Модный, английского покроя костюм, коротко и аккуратно подстриженная борода и не очень длинные волосы придавали ему вид человека, принадлежащего к артистическим кругам. Сунув в портфель наган, Салонов направился к черному ходу. Во дворе он осмотрелся, прислушался и, не заметив ничего подозрительного, осторожно пошел в дальний угол. На Таможенной улице повернул налево и, дойдя до Екатерининской, направился по ней в сторону гостиницы «Гранд-отель». Еще издали штабс-капитан заметил, что свет в кабинете полковника Богнара горит, и ускорил шаг.
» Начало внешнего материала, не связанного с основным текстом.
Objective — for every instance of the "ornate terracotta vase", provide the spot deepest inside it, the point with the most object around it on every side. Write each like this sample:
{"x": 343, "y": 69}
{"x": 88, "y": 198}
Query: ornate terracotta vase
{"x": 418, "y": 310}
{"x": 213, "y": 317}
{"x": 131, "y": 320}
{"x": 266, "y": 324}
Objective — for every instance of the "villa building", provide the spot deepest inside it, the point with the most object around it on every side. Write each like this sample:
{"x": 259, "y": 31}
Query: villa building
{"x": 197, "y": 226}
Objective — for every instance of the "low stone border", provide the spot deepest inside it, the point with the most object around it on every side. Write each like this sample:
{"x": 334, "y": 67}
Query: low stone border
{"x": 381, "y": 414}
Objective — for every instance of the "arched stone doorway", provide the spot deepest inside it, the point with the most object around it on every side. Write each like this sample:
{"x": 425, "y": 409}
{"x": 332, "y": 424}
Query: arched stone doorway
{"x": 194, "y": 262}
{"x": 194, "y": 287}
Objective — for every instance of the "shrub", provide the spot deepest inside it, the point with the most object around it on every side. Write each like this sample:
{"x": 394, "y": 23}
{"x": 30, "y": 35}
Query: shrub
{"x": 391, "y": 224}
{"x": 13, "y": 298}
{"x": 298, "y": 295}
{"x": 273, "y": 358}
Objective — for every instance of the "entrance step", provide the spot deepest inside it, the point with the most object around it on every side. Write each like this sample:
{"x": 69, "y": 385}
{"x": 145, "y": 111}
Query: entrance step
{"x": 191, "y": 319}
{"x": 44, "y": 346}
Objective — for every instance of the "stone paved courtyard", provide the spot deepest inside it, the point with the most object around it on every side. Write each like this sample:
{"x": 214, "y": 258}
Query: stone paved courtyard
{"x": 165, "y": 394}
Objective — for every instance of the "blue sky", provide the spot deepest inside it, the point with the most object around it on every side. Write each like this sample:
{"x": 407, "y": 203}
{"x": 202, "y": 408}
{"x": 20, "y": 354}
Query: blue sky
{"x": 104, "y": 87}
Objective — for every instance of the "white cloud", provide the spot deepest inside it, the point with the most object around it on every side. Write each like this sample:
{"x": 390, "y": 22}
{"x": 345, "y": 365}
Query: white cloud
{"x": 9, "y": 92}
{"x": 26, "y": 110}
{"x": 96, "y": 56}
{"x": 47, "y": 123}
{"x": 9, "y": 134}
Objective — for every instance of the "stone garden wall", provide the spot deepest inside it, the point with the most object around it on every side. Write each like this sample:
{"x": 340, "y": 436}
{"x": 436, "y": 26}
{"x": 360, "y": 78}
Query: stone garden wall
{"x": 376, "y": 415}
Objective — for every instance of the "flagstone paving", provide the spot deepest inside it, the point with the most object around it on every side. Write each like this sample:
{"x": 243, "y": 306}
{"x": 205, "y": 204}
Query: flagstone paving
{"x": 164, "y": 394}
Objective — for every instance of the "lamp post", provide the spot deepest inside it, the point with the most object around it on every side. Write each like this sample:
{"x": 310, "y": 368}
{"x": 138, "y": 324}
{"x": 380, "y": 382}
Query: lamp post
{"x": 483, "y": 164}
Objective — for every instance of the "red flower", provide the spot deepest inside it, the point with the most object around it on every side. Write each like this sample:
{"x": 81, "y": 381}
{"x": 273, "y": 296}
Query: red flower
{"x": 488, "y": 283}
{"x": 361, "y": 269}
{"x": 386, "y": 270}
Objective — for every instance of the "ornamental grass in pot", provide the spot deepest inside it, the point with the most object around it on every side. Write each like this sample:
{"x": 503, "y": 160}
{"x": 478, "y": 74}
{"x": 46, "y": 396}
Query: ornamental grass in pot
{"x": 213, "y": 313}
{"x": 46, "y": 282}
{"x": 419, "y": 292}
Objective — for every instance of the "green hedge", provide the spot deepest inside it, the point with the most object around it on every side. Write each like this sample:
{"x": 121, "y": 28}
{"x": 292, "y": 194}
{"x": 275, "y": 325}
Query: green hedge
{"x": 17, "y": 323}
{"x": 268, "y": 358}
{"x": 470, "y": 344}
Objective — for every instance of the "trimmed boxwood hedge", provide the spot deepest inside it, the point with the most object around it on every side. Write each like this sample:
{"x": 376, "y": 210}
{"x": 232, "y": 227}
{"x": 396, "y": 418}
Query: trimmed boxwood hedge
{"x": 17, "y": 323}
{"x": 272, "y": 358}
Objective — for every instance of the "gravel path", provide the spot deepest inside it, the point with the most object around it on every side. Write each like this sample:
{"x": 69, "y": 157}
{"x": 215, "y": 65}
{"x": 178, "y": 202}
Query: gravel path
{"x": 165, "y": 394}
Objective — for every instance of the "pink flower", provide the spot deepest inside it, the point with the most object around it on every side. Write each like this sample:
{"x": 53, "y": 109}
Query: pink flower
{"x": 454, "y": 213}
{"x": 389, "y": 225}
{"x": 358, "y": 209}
У самого здания Салонов увидел двух человек. Он понимал, что встреча у входа в управление контрразведки может быть не случайной, и прошел мимо. Затем быстро оглянулся и уверился в своей правоте: они стояли недалеко от ворот, делая вид, что прикуривают. «Это проверка… Стоило мне повернуть во двор „Гранд-отеля“, они пристрелили бы меня! – мелькнула у него догадка. – А может быть, я ошибаюсь?» Он решил обойти вокруг квартала и вернуться сюда. Несколько раз он оглядывался и напряженно всматривался в темноту. Свет фонарей выхватывал из тьмы бледные круги улицы. Ветер раскачивал деревья, создавая таинственную и зловещую игру света и теней. Где-то в глубине двора, мимо которого он проходил, раздался истошный крик женщины: «По-мо-ги-те!» Кто-то с кабацкой бранью догонял ее. Возле самой калитки преследователь настиг свою жертву. Нервы штабс-капитана дрогнули, и он бросился бежать к своему дому.